One of the comments to the Atlantic article, written by a woman of color, compared Díaz' work to hip-hop. Sexist, yes, but also informational--like telling her what to expect--perhaps an excellent comparison and reminiscent of Joan Morgan's argument in Chickenheads. Who states,
My decision to expose myself to the sexism of Dr. Dre, Ice Cube, Snoop Dogg, or the Notorious B.I.G is really my plea to my brothers to tell me who they are. I need to know why they are so angry at me. . . As a blackwoman and a feminist I listen to the music with a willingness to see past the machismo in order to be clear about what I’m really dealing with (Morgan 1999: 42)That makes sense to me. And maybe it's time to go back and re-read Morgan in conversation with Díaz. Because, when I listen to hip-hop, it's often clear to me that it's a performance, I don't actually feel like Lil' Wayne, Jay-Z, or any of the other brothas hate me (ok, maybe Chris Brown). But, I don't feel that separation with Junot Díaz . It's too simple to say that he is Yunior, although he may be, but there is not one other character in his book(s) that interrupts the sexist homophobic spew of the narrator. The women are slutty silent props with little to no agency, the other men are equally as condemning of women, and while I do think it is a bold stance to "deconstruct a cheater" and have him as your primary character, I don't see it as challenging sexism. And, as I have written before about hip-hop and in relationship to Morgan's words, men are not my primary partners--brothers, father, and friends, but not lovers. So what's the pull towards Diaz for a queer audience? What does Diaz offer in the movement against relentless heteronormative and increasingly homonormative ideals? Cause that's what I'm looking for and have yet to find in his text. And, if he treats women this way in his text, then what does that mean for queer bodies--in his mind, written word, and his consumption? I don't see the two as separate. The two battles of patriarchy, which he eschews above and heterosexism. p.s. I'm not really feelin' his use of James Baldwin in his quote.

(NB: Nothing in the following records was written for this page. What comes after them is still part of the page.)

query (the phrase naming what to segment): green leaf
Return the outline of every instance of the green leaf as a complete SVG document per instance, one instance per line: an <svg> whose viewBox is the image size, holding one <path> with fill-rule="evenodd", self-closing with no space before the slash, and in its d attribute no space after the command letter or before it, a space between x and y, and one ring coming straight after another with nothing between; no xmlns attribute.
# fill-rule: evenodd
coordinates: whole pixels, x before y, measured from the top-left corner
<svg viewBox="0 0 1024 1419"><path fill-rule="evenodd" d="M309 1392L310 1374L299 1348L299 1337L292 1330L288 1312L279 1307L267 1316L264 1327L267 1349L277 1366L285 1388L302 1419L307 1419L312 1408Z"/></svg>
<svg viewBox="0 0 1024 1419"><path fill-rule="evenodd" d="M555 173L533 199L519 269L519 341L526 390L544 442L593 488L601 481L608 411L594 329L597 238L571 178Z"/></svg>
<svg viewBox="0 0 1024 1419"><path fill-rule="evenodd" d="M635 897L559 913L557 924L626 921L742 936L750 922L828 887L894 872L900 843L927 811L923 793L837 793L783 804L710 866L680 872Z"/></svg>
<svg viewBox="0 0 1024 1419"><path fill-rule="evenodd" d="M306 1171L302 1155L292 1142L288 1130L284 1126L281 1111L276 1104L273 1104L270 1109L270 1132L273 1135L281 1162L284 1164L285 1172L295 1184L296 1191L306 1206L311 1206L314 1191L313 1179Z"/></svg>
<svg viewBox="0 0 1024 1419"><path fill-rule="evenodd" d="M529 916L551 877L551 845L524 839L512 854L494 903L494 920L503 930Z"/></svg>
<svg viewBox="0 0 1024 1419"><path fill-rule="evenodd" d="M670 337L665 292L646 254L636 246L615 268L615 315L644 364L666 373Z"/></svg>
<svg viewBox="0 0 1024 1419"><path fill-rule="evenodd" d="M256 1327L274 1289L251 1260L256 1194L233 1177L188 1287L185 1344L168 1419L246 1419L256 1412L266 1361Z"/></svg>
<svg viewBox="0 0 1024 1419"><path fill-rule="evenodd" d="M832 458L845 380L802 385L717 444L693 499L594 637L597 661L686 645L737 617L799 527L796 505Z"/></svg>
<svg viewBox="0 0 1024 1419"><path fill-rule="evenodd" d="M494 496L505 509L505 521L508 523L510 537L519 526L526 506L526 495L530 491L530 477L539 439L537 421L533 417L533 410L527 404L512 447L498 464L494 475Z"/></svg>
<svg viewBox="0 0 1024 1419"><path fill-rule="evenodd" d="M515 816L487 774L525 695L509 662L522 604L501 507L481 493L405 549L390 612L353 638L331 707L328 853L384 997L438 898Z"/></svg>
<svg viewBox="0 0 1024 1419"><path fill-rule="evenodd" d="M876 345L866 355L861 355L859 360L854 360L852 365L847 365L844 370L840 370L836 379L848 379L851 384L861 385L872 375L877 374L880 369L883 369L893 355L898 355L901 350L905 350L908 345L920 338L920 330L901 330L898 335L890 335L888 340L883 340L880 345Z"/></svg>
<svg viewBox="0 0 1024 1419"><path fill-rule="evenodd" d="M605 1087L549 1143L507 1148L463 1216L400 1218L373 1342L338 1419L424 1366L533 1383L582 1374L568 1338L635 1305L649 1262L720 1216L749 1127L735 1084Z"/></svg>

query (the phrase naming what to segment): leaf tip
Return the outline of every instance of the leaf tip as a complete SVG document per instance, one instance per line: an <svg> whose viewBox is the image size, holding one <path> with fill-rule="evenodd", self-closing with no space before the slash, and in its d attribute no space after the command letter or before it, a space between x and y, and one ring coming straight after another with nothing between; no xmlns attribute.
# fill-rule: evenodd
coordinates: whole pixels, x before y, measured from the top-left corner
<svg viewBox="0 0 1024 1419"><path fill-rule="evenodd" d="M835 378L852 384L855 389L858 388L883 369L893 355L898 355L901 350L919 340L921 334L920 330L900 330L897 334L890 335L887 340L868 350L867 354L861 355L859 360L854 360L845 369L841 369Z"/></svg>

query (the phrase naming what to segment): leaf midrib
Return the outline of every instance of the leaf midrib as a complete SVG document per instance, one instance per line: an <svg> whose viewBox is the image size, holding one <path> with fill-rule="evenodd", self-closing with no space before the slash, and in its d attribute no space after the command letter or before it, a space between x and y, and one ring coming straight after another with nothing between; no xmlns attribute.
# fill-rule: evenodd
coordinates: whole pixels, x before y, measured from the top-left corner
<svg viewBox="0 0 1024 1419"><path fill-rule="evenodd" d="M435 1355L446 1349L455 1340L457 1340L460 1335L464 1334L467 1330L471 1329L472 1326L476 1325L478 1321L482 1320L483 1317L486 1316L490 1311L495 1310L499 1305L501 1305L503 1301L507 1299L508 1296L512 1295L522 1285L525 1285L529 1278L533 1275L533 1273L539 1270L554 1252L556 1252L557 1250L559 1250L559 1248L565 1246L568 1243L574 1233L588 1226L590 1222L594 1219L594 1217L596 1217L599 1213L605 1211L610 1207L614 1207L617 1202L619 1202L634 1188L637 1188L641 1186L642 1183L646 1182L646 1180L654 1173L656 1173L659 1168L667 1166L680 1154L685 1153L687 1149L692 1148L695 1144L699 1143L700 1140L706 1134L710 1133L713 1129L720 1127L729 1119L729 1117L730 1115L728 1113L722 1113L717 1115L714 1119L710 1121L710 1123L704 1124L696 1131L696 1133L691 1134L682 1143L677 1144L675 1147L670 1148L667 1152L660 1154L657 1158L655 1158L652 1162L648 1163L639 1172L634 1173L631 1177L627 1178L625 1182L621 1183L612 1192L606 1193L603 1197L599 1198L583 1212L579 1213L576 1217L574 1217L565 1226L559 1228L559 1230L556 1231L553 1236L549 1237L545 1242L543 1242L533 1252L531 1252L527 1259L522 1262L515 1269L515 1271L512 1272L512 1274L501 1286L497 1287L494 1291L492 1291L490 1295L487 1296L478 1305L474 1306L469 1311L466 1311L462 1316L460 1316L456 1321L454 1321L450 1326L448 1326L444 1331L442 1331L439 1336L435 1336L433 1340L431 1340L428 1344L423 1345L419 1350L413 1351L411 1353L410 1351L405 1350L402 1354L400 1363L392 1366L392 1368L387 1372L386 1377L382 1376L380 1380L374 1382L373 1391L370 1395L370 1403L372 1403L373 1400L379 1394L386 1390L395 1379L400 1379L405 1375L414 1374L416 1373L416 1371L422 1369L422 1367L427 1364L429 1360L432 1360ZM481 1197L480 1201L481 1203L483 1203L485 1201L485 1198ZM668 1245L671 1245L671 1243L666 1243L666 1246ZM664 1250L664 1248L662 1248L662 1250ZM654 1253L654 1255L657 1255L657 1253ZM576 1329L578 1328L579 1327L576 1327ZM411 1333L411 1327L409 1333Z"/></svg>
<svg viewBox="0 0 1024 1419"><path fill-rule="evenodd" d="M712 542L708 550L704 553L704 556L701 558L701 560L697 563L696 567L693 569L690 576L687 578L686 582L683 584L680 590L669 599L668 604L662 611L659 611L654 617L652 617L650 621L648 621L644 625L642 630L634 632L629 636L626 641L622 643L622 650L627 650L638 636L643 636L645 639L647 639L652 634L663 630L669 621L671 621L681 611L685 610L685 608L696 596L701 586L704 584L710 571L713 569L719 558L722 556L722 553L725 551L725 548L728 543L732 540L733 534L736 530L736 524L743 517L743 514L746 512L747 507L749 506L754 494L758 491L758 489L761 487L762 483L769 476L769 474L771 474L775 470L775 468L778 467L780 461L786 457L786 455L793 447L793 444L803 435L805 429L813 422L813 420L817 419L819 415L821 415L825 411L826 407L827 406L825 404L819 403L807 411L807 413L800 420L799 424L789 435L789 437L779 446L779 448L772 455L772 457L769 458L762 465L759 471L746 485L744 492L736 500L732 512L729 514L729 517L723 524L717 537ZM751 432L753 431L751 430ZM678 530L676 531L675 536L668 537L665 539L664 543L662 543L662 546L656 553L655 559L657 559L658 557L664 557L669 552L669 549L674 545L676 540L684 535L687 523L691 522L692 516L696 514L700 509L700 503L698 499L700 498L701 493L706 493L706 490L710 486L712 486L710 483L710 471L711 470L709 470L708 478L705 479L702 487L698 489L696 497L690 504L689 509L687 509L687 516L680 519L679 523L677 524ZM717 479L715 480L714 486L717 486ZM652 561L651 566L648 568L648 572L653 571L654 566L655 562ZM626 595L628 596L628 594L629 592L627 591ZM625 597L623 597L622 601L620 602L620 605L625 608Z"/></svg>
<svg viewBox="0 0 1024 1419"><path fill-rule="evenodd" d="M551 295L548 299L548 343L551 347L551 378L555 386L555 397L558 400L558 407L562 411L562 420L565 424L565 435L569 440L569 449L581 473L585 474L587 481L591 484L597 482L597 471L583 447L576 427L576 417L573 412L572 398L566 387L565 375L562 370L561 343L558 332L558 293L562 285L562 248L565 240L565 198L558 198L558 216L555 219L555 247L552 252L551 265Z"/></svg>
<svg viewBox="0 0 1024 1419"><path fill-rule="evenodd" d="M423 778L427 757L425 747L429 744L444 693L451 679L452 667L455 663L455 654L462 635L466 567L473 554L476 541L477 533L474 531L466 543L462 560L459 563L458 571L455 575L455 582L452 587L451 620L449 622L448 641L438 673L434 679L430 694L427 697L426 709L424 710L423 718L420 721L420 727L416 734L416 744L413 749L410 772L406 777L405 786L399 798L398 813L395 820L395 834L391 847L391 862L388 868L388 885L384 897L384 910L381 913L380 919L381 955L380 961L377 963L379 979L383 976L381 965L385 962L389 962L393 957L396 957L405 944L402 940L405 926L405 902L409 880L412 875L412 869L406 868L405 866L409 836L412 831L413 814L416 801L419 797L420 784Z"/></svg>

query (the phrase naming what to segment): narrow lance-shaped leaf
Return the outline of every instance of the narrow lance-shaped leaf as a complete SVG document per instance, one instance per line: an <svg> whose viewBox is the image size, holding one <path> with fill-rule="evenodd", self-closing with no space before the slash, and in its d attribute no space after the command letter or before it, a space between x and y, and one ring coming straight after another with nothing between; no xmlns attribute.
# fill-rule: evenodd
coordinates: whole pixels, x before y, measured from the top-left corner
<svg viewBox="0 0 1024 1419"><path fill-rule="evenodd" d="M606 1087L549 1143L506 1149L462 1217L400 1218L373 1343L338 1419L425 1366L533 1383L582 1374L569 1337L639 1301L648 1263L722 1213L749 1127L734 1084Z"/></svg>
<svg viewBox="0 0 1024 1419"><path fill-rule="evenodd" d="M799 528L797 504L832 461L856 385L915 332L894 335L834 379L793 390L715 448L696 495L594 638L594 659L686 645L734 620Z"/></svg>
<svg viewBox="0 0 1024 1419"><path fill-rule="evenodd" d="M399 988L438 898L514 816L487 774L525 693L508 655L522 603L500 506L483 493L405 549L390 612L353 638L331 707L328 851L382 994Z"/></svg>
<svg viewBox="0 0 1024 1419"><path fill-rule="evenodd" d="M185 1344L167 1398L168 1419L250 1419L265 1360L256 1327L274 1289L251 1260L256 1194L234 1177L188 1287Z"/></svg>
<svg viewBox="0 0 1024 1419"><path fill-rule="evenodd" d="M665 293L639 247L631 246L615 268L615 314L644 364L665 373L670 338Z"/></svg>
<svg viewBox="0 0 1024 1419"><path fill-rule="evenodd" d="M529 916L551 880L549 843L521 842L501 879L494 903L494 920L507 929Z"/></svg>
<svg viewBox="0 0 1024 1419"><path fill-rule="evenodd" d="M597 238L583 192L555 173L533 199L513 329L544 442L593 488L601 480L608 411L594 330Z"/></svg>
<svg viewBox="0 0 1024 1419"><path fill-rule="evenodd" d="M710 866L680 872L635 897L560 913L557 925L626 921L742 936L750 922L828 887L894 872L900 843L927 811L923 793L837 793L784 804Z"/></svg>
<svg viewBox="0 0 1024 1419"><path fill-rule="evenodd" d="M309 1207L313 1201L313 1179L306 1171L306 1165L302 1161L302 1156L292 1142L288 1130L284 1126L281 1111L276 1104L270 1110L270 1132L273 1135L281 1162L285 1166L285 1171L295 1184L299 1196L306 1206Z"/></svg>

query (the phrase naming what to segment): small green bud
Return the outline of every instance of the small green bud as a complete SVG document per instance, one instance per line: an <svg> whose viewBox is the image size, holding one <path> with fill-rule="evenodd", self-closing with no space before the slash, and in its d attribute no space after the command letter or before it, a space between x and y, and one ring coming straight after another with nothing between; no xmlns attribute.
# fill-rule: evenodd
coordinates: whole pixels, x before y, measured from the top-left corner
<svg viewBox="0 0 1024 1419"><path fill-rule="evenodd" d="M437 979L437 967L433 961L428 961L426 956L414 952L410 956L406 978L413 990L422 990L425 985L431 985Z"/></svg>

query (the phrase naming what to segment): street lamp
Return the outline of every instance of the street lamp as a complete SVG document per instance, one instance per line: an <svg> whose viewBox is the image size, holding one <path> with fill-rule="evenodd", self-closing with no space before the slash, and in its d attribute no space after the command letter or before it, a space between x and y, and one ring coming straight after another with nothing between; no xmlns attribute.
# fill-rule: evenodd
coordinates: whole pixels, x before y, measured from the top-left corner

Baldwin who was never confused about the intersections of sexism and heterosexism and, in particular, how that affected men of color. As he states,
I need a little more complexity, Brother Díaz. Because using Baldwin as a prop, coupled with your text, is really how you lose me. I'm not entirely gone yet, I'm not throwing you out completely, but... And while my peoples will never lose me, I do want to know what I'm missing.